Buckingham Fountain

I love fine art black and white images, but I don’t make many of them personally.  The removal of color opens up many creative opportunities.  Long exposure color casts aren’t an issue (the original image below has some color issues that would need correcting).  A black sky can easily be made interesting with gradients or by significantly darkening it beyond what would look appealing in color (such as the gradient I applied to the top of this blue sky).  And images that might otherwise be worthless in harsh mid-day sun can be turned into interesting works of art (which lets me shoot much throughout the day).

I’ve held back from doing more of these mostly due to the amount of time it takes to create images I love.  Luminosity masks can be extremely useful, but there are typically elements of B&W architectural images that still require hard edged masks (to isolate the sky, edges of buildings, etc).   I’ve been experimenting with ways to edit these B&W images without having to use the pen tool.

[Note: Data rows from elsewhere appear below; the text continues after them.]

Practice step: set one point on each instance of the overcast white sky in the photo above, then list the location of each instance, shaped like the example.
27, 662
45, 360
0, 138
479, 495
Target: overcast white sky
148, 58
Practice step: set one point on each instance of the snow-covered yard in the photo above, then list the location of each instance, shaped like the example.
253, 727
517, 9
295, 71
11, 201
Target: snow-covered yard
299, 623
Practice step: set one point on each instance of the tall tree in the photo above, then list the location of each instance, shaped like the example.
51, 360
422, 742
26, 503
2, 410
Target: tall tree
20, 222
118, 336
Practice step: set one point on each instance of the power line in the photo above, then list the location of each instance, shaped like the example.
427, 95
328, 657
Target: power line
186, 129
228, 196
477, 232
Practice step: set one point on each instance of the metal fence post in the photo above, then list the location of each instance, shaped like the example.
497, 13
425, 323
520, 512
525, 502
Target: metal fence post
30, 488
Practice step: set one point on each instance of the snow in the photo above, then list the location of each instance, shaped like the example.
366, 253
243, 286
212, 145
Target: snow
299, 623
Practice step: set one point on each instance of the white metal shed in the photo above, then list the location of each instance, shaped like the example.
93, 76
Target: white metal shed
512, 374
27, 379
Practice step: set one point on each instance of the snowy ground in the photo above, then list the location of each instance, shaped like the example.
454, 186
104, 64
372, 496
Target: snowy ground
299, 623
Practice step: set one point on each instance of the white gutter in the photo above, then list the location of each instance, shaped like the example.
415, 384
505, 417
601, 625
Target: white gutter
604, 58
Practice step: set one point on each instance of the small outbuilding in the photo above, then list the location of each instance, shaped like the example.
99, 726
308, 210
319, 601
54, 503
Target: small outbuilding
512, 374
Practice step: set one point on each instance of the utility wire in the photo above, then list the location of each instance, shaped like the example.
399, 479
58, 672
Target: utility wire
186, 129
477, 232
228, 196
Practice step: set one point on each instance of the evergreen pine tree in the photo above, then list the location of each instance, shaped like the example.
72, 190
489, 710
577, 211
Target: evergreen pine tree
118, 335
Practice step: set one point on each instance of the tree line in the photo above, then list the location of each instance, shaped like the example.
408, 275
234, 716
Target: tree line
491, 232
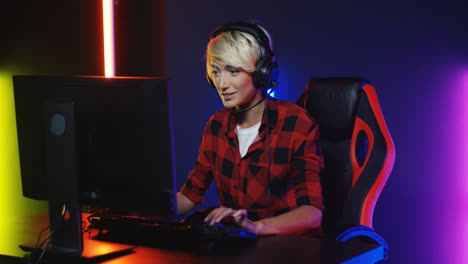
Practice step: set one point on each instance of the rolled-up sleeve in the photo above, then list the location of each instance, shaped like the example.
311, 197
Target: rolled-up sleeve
201, 176
307, 164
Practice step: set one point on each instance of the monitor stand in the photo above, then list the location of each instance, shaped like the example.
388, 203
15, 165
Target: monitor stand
65, 216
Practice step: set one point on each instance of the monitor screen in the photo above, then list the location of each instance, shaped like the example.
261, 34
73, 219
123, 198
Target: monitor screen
112, 135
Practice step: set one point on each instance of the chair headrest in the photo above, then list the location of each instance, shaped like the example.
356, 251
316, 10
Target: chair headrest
333, 103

Buckingham Fountain Chicago - Black and White

As I typically do, I processed this image using multiple tools:

  • Lightroom was used for distortion correction, global tonal adjustments, and color noise reduction.  It was a hot Chicago morning, and the hot pink and blue pixels were popping up like crazy after multiple 4-minute exposures.  I’ve generally been happy with the a7Rii for long exposure work, but I don’t think it yet stands up to the relatively noise-free results I see from my D810. Thankfully, you can push the color noise reduction slider pretty hard in Lightroom to help reduce some of this.
  • Photoshop was used for black and white conversion, and content aware fill / patch / healing / cloning to remove the fountain foreground.
  • Lumenzia was used for detailed contrast adjustments to bring out detail and depth, dodging and burning to bring out better water detail, and refinement of the sky selection around hazy edges that the Quick Select/Wand tool couldn’t quit get.